The reporter interpreted that comment to mean that Zucker has come to believe that taking the view that kids are born transgender ultimately produces more transgender people. So have a few other holdouts, like Bailey, Blanchard and Vilain, about whom I've recently written. As Vilain and Bailey said about trans girls -" we would prefer to save Maxine the serious medical interventions and possible side effects," which is simply a polite way of saying they'd like to spare the world another trans woman.

Finally, to show that not all conservatives are transphobic simpletons, we have this studied response from Nick Gillespie of the libertarian wing:

To say that Jenner's very public coming out disturbed social conservatives is an understatement. Between the ritual unwillingness to use female pronouns in relation to Jenner to exhortations that she is clearly deranged, it's fairer to say that cons lost their shit.

'A surgically damaged man appeared on the cover of Vanity Fair, and the applause is mandatory,' opined National Review's David French. 'If we're not going to defend as a party basic principles of male and female, that life is sacred because it comes from God, then you're going to lose the vast majority of people who've joined that party,' howled Iowa talk-radio host Steve Deace.

It probably didn't help that Jenner called herself a Republican in a widely viewed interview with Diane Sawyer and that low-wattage GOP presidential candidates Lindsay Graham and Rick Santorum showed kindness toward the one-time world-record holder.

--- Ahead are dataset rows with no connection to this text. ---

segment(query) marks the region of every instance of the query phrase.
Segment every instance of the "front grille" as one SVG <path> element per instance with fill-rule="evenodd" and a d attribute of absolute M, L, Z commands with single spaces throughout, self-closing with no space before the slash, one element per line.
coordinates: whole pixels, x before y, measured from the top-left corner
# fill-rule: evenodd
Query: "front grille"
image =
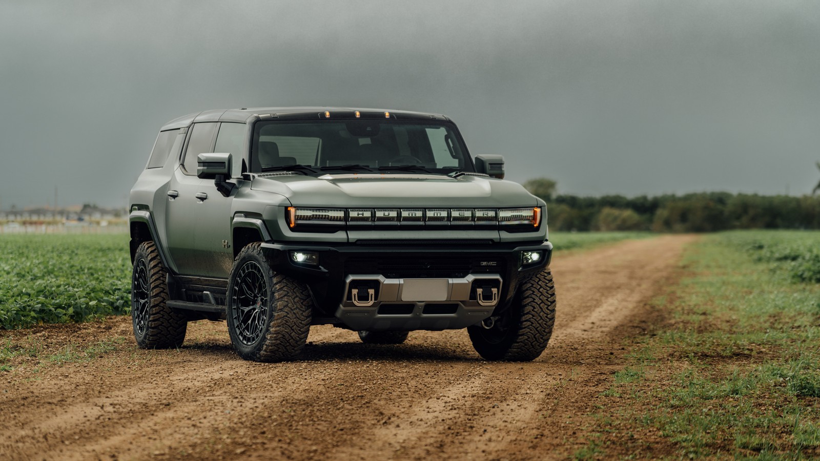
<path fill-rule="evenodd" d="M 377 273 L 385 278 L 464 278 L 469 274 L 503 273 L 504 261 L 499 258 L 459 257 L 441 254 L 385 254 L 380 258 L 351 258 L 345 265 L 348 274 Z"/>

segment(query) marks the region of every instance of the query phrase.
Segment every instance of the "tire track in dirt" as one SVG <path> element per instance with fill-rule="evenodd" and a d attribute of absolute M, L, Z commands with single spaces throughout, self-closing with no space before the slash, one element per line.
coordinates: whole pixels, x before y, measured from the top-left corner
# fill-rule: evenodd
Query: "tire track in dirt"
<path fill-rule="evenodd" d="M 622 340 L 647 329 L 646 302 L 691 240 L 559 253 L 555 331 L 533 363 L 484 362 L 463 331 L 380 346 L 317 326 L 299 362 L 258 364 L 233 354 L 224 324 L 197 322 L 179 350 L 129 337 L 88 362 L 0 375 L 0 458 L 565 457 L 585 444 L 582 416 L 619 368 Z M 106 322 L 122 334 L 127 320 Z M 112 335 L 88 330 L 89 341 Z"/>

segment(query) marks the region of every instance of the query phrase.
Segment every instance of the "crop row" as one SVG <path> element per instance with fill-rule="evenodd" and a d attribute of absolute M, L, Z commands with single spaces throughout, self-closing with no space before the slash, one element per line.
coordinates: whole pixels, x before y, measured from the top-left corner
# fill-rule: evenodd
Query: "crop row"
<path fill-rule="evenodd" d="M 751 252 L 755 261 L 772 262 L 785 270 L 792 280 L 802 283 L 820 283 L 820 234 L 811 231 L 731 232 L 736 244 Z"/>
<path fill-rule="evenodd" d="M 0 329 L 130 310 L 127 235 L 0 235 Z"/>

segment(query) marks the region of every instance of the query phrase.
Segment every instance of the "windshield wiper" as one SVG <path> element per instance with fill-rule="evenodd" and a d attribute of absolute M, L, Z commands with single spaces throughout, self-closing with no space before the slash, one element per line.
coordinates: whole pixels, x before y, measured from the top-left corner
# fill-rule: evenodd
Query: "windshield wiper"
<path fill-rule="evenodd" d="M 319 168 L 322 171 L 327 171 L 328 170 L 339 170 L 342 171 L 372 171 L 373 169 L 367 165 L 339 165 L 338 167 L 322 167 Z"/>
<path fill-rule="evenodd" d="M 318 171 L 311 168 L 308 165 L 280 165 L 278 167 L 267 167 L 262 168 L 262 171 L 263 173 L 266 173 L 268 171 L 295 171 L 303 175 L 318 173 Z"/>
<path fill-rule="evenodd" d="M 421 165 L 391 165 L 390 167 L 379 167 L 380 171 L 390 170 L 398 170 L 399 171 L 422 171 L 424 173 L 433 172 Z"/>

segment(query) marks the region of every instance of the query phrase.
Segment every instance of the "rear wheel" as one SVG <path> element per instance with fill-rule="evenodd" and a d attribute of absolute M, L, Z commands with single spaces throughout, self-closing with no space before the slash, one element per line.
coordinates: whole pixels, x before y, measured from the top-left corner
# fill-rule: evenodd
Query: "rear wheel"
<path fill-rule="evenodd" d="M 549 269 L 518 286 L 512 304 L 492 322 L 467 327 L 476 352 L 487 360 L 528 362 L 544 352 L 555 323 L 555 285 Z"/>
<path fill-rule="evenodd" d="M 228 333 L 239 357 L 281 362 L 302 351 L 310 331 L 312 300 L 307 285 L 273 272 L 259 243 L 234 262 L 228 282 Z"/>
<path fill-rule="evenodd" d="M 407 331 L 359 331 L 359 339 L 366 345 L 400 345 L 407 340 Z"/>
<path fill-rule="evenodd" d="M 143 242 L 134 254 L 131 321 L 142 349 L 180 347 L 185 340 L 184 315 L 169 308 L 168 273 L 153 242 Z"/>

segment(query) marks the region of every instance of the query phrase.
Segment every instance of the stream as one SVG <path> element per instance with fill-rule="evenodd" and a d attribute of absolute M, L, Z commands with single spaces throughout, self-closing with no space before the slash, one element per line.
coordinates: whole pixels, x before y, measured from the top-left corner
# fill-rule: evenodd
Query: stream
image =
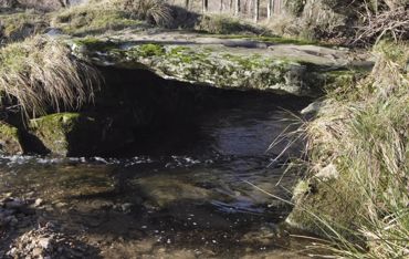
<path fill-rule="evenodd" d="M 39 221 L 95 258 L 302 258 L 305 241 L 281 224 L 297 179 L 285 163 L 302 143 L 279 159 L 290 141 L 269 146 L 306 105 L 237 94 L 117 157 L 2 156 L 0 193 L 41 198 Z"/>

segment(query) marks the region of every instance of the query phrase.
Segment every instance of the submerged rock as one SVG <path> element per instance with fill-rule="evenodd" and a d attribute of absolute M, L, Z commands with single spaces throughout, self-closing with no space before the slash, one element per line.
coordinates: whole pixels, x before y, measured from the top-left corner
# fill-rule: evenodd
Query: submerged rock
<path fill-rule="evenodd" d="M 23 153 L 20 131 L 3 122 L 0 122 L 0 149 L 6 154 Z"/>
<path fill-rule="evenodd" d="M 211 197 L 211 191 L 208 189 L 170 177 L 154 176 L 138 179 L 136 184 L 147 203 L 159 208 L 187 200 L 204 203 Z"/>

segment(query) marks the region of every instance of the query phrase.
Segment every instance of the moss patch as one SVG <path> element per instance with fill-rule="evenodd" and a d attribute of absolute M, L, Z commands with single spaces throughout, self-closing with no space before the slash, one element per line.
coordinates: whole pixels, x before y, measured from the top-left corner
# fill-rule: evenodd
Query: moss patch
<path fill-rule="evenodd" d="M 59 113 L 31 120 L 29 126 L 53 154 L 66 156 L 70 153 L 69 135 L 77 128 L 80 120 L 78 113 Z"/>
<path fill-rule="evenodd" d="M 319 65 L 260 53 L 234 53 L 208 45 L 157 43 L 127 48 L 126 43 L 96 39 L 81 40 L 80 44 L 86 46 L 81 55 L 102 64 L 145 68 L 164 77 L 217 87 L 314 95 L 317 94 L 314 89 L 325 82 Z"/>
<path fill-rule="evenodd" d="M 20 131 L 7 123 L 0 122 L 0 145 L 1 151 L 6 154 L 22 154 Z"/>

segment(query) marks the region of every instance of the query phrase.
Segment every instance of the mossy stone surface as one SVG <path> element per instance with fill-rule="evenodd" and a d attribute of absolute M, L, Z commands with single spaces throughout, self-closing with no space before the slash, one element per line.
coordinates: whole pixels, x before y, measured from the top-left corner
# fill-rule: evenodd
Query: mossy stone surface
<path fill-rule="evenodd" d="M 111 116 L 57 113 L 30 121 L 30 131 L 60 156 L 97 155 L 123 147 L 132 134 Z"/>
<path fill-rule="evenodd" d="M 20 131 L 4 122 L 0 122 L 0 149 L 9 155 L 22 154 L 24 152 Z"/>
<path fill-rule="evenodd" d="M 266 50 L 263 54 L 260 50 L 220 45 L 81 40 L 73 49 L 74 54 L 98 65 L 146 69 L 164 79 L 221 89 L 298 96 L 319 95 L 327 77 L 324 71 L 331 70 L 302 59 L 273 56 Z"/>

In a great roundup of conservative responses to Jenner (from which the French and Deace quotes are cribbed) and a keen analysis of why the antagonistic response is 'ultimately a loser' for conservatives, The Economist's Will Wilkinson writes, 'Caitlyn Jenner of Malibu is a leading indicator not of the secularisation of America, but of the ongoing Americanisation of Christianity.'

At Outside the Beltway, Doug Mataconis argues that when conservatives equate Dolezal and Jenner, they aren't making 'serious arguments, of course.' [It's just] another attempt by social conservatives to demean transgender people, a phenomenon that has been quite prevalent on that side of the political spectrum over the past two weeks. Even taking the arguments at face value, though, they don't add up...

Rachel Dolezal didn't 'choose her race,' she committed fraud by lying about her background. She can choose to adopt whatever culture she wishes, but that's not what happened here. She lied about her background, not just to the public but apparently also on job applications.

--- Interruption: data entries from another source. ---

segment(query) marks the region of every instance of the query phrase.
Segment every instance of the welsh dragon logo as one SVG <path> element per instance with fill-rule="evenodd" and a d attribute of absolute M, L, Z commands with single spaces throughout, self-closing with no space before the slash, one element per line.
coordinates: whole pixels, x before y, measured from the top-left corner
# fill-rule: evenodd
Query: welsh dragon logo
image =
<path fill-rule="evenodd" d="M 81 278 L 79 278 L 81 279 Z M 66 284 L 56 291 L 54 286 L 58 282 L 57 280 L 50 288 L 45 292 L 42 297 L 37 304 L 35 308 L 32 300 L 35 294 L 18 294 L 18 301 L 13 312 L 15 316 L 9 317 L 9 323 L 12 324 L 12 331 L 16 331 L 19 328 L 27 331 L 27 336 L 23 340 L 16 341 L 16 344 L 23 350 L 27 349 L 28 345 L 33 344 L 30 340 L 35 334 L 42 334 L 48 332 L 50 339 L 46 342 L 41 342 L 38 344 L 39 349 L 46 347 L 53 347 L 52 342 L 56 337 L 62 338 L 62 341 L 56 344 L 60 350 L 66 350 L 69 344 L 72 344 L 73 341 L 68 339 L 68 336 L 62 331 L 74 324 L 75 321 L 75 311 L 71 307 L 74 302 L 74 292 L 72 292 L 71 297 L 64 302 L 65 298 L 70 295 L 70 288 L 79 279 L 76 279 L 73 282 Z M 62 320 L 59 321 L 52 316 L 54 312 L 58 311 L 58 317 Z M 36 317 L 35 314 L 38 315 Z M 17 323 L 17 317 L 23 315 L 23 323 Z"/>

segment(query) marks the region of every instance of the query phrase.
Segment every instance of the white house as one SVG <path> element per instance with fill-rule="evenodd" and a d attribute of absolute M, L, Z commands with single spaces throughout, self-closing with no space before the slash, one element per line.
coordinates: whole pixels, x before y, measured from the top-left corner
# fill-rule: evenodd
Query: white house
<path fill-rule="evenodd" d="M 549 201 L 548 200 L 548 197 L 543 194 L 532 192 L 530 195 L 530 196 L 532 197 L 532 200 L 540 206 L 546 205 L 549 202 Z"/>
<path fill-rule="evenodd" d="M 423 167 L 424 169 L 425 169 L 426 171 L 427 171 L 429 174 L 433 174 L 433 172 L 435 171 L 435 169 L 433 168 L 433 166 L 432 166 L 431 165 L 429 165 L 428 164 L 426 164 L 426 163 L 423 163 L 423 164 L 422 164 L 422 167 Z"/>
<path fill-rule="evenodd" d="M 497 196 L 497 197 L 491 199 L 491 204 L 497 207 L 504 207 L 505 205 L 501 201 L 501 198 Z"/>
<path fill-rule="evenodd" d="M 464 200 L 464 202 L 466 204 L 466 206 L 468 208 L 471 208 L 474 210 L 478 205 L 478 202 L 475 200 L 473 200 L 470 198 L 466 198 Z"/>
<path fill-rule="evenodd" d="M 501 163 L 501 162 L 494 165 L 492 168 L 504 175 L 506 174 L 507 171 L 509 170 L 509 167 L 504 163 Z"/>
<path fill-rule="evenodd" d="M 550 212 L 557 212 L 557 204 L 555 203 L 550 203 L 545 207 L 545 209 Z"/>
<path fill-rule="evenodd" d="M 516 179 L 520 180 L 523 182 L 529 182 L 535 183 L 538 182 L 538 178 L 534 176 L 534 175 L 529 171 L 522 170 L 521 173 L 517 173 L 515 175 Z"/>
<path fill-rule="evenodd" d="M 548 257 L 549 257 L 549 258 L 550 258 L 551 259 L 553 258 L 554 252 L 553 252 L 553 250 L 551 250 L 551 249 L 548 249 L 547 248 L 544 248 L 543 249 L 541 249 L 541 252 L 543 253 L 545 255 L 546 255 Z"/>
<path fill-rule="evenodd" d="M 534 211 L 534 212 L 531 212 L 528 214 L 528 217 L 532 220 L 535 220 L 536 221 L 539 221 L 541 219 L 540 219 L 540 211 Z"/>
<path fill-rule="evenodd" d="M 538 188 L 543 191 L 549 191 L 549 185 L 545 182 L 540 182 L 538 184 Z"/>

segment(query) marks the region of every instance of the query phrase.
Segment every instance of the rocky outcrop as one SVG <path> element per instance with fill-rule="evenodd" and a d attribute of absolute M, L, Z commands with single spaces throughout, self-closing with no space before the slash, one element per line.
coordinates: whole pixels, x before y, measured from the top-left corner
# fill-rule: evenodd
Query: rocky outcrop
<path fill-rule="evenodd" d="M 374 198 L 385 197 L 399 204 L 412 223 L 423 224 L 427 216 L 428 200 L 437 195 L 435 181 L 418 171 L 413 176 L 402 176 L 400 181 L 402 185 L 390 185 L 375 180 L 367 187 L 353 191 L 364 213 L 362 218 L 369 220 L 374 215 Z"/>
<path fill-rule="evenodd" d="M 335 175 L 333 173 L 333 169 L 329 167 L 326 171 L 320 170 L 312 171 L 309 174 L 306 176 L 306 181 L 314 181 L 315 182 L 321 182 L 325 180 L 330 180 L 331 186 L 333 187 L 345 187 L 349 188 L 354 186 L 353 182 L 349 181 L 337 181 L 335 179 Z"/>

That's fraud. The people who are trying to use this case to draw analogies to, or mostly just to make stupid, snarly comments about, the issues raised last week by the Caitlyn Jenner story, are just being obnoxious jerks.

Once again we have conservatives behaving badly. I hope we all, including the feminists among us, have learned from these past few days, and will choose to discriminate between pretense and truth.